The research formulated three distinct prediction models for myopia:

1. Model 1: Predicts whether a patient will develop myopia later, based on data from their first visit. This model utilized 2,437 initial visits, with 279 (11.4%) patients later developing myopia.

2. Model 2: This model predicts whether patients without myopia will be diagnosed in their next visit, using 5,320 visits. Among these, 317 (6%) were subsequently diagnosed with myopia.

3. Model 3: This model estimates if myopia will be diagnosed within a year for patients without myopia. It analyzed 2,297 visits, with 172 (5.7%) resulting in diagnoses within the specified timeframe.

Each model included predictors such as age, gender, obstetric history, medication sensitivity, medical history, ophthalmology history, slit lamp examination results, visual acuity, cycloplegic refraction, and amblyopia presence. The incorporation of both eyes’ refractive data was a strategic choice; empirical tests revealed that simplifying to only one eye’s data consistently lowered the model’s performance.

Machine Learning Algorithms

To train the models, we employed two well-regarded machine learning classification algorithms: Random Forest (RF) and Gradient Boosting Tree (GBT), both accessible via the scikit-learn Python library.
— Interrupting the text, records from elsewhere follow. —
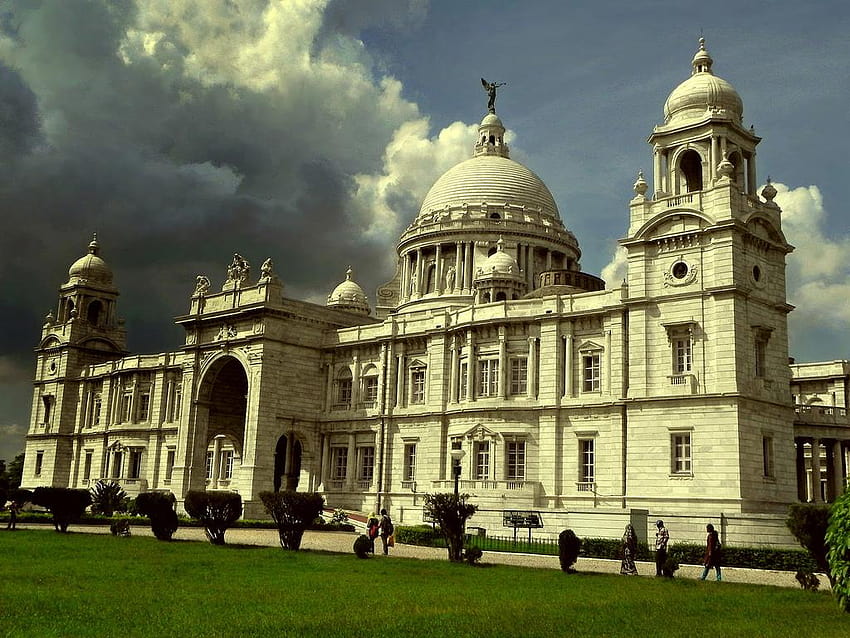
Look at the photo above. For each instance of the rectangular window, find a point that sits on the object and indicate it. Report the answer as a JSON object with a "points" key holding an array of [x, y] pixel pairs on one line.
{"points": [[409, 461], [591, 372], [87, 465], [682, 355], [680, 445], [339, 463], [126, 402], [367, 463], [519, 376], [760, 357], [370, 390], [226, 471], [488, 377], [144, 406], [767, 455], [463, 380], [417, 385], [482, 460], [587, 461], [515, 460], [135, 469], [169, 464]]}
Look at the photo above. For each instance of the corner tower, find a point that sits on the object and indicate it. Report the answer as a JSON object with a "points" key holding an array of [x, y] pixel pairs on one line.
{"points": [[707, 309]]}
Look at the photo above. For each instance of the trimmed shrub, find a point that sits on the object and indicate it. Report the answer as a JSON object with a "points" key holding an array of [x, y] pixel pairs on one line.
{"points": [[362, 546], [451, 515], [808, 523], [569, 546], [838, 557], [108, 497], [215, 510], [159, 508], [293, 512], [66, 505]]}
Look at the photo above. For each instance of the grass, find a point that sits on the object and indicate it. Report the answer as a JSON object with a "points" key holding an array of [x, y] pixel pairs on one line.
{"points": [[91, 585]]}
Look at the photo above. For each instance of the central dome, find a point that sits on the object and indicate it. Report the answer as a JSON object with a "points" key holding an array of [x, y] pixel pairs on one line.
{"points": [[493, 179]]}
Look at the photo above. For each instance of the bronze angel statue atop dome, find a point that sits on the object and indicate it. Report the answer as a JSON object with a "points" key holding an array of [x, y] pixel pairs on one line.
{"points": [[491, 87]]}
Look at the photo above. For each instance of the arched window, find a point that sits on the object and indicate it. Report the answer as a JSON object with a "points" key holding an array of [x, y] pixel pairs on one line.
{"points": [[690, 165]]}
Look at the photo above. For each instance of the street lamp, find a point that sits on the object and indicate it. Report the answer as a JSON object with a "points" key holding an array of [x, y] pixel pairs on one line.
{"points": [[457, 455]]}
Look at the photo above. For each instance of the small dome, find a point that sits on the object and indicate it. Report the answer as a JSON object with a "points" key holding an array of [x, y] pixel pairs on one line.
{"points": [[349, 296], [91, 268], [701, 93]]}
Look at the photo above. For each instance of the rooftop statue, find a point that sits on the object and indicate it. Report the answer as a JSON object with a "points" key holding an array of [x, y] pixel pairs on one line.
{"points": [[491, 87]]}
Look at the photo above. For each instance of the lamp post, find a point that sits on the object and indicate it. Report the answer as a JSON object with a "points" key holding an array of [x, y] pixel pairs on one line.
{"points": [[457, 455]]}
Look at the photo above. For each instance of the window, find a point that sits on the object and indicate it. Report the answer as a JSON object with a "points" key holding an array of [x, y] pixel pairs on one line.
{"points": [[767, 455], [366, 466], [169, 464], [144, 406], [409, 461], [587, 461], [417, 385], [488, 377], [515, 460], [135, 469], [370, 390], [463, 380], [591, 372], [681, 355], [226, 471], [339, 463], [482, 460], [680, 444], [519, 375], [87, 465]]}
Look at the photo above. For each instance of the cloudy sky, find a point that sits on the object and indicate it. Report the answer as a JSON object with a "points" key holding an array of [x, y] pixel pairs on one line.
{"points": [[309, 130]]}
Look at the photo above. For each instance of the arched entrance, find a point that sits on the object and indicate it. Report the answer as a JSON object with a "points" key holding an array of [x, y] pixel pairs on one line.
{"points": [[223, 396], [287, 463]]}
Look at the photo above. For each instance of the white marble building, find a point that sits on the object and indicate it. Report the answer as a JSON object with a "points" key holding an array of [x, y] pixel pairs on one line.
{"points": [[667, 393]]}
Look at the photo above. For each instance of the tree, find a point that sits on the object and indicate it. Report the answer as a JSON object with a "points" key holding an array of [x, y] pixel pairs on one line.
{"points": [[838, 555], [293, 512], [66, 505], [808, 524], [159, 508], [107, 497], [215, 510], [451, 514]]}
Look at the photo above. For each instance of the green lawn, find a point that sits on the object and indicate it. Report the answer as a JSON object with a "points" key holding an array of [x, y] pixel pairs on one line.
{"points": [[91, 585]]}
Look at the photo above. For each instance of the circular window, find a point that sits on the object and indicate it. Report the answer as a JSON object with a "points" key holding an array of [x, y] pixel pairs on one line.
{"points": [[680, 270]]}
These methodologies are popular due to their effectiveness in classification tasks.

The RF model operates by constructing a "forest" of decision trees, each trained on randomly selected subsets of the data. Predictions for a given sample are formed by a majority vote among the trees, enhancing overall predictive accuracy.
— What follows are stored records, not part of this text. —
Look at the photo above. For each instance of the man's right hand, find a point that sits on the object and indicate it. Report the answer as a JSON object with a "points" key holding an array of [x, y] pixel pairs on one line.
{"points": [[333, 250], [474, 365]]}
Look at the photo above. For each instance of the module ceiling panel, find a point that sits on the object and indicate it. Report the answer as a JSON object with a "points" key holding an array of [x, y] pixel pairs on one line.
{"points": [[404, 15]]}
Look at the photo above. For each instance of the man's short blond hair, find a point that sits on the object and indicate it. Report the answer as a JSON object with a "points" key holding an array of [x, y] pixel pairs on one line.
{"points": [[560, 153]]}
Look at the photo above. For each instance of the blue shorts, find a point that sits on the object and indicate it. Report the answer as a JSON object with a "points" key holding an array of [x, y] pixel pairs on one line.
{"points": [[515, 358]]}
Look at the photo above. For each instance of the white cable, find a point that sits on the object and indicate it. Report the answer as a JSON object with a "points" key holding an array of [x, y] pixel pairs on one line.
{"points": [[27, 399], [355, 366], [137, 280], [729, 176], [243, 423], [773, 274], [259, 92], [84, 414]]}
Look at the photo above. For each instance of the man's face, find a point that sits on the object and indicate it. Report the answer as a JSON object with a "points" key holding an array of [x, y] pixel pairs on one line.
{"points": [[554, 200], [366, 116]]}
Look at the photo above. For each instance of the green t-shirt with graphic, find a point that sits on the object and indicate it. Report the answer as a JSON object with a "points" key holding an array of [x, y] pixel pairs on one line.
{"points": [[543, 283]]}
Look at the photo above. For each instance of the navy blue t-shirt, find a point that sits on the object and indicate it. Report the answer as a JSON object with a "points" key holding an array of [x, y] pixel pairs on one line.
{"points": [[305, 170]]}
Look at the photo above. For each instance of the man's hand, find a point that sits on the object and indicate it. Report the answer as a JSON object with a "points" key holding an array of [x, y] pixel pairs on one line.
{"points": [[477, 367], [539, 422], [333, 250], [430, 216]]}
Conversely, the GBT model builds its predictive power by incrementally adding decision trees through a gradient descent approach, specifically targeting model error reduction. This method is particularly adept at revealing complex relationships within data.

Both models offer valuable feature importance analysis, highlighting which variables most significantly influence myopia development. This capability aids in understanding and interpreting the underlying factors driving predictions.

Addressing Class Imbalance

Given the imbalance present in the datasets—where myopia occurrence is significantly lower than non-occurrence—we implemented up-sampling techniques such as Synthetic Minority Over-sampling Technique (SMOTE). This technique synthesizes novel, artificial samples to better represent the minority class, enhancing the model’s ability to discern important nuances.

Evaluation Metrics

To evaluate model performance rigorously, we employed a range of standard machine learning metrics, including accuracy, sensitivity (recall), specificity, precision, F1-score, and area under the ROC curve (AUC). A robust 10-fold cross-validation procedure ensured thorough assessment and information integrity, preventing data leakage by maintaining patient visit exclusivity between training and test sets.

By employing these structured methodologies, the study sets a foundation for understanding myopia progression and detection in pediatric populations, providing critical insights into early intervention strategies.